Hier soir, alors que j'étais en travers du lit, fauchée par une gastro assassine, j'aperçois par la fenêtre mon amie N., élue à la mairie de ma bonne commune de Bègles, distribuant dans les boîtes aux lettres un dernier tract. Un dernier tour de manège pour inciter à se déplacer demain vers les urnes, un dernier coup de pouce aux indécis. Je n'ai pas trop de souci à me faire quant à la participation ni sur le plateau de la balance qui penchera ici mais on n'est jamais trop prudent...
Bye bye Paris
Un sans faute dans la Capitale où nous avons fait le tour du planning prévu. On a juste eu besoin d'acheter des parapluies !!!
paris, paris !
Petits provinciaux, mais quand même citadins, les enfants ne connaissent pas la Capitale. Tout à l'heure, nous prenons le train pour Paris. Nous allons jouer les touristes pour de vrai, Tour Eiffel et bateau mouche compris, musée Rodin et expo Burton. A nous le roi du falafel, Chartier, la Grande Mosquée. L'agenda est tellement rempli qu'il ne laissera pas passer une goutte de pluie !
Une vie
Dimanche 22 avril 2007, nous nous réunissons chez des amis pour suivre ensemble le 1er tour des élections présidentielles. Parmi les couples invités, un a implosé. Serge viendra seul, Nathalie est partie, elle vient de le quitter, là, comme ça, parce qu’elle aime ailleurs, trop fort, et qu’elle ne peut pas mentir.
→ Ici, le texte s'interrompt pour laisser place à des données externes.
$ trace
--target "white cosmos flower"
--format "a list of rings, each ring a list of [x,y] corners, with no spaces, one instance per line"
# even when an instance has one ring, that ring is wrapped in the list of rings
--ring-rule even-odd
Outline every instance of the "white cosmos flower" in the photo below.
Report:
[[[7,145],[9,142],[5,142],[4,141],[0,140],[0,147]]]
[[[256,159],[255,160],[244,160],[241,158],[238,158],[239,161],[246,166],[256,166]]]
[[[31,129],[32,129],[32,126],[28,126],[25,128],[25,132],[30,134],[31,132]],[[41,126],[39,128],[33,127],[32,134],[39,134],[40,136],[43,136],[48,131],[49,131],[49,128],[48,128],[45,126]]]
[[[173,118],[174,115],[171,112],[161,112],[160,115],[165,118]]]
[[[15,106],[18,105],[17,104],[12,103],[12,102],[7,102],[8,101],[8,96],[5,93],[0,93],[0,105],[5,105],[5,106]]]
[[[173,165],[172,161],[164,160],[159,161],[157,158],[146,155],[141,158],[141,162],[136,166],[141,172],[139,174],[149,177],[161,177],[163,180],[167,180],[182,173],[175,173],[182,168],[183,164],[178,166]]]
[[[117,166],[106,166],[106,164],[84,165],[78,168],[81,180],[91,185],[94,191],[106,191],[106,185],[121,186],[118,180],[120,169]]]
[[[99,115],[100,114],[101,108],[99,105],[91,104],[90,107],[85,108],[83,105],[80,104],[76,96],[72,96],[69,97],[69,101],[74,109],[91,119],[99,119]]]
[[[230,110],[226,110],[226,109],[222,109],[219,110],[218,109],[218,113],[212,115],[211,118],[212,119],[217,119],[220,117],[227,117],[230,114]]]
Cette séparation sera le prélude au concert de glas qui sonnera chez d’autres couples, comme le mien, à bout de souffle.
Commence une période trouble où les liens d’amitié se renouent autrement, où chacun choisit son camp. Certains y laisseront des plumes sans doute, en fait je ne sais pas, je ne les vois plus, témoins d’un temps révolu, ils sont tapis dans l’ombre. Je reçois parfois quelques échos, croise un visage, les enfants me rapportent certains évènements.
Cinq années ont passé, comme le vent, comme un éclair.
Avril 2012, une semaine avant le premier tour, Nathalie s’endort un soir et ne se réveille pas.
Je n'irai pas tout à l'heure me recueillir avec ceux qui la connaissent et que j'ai perdu de vue. Je vivrai ce deuil à ma façon, peut-être en en parlant avec mes enfants qui l'ont fréquentée plus récemment, et qui, concours de circonstance malheureux, ont appris coup sur coup la disparition de deux mamans qui laissent leurs enfants dans la peine.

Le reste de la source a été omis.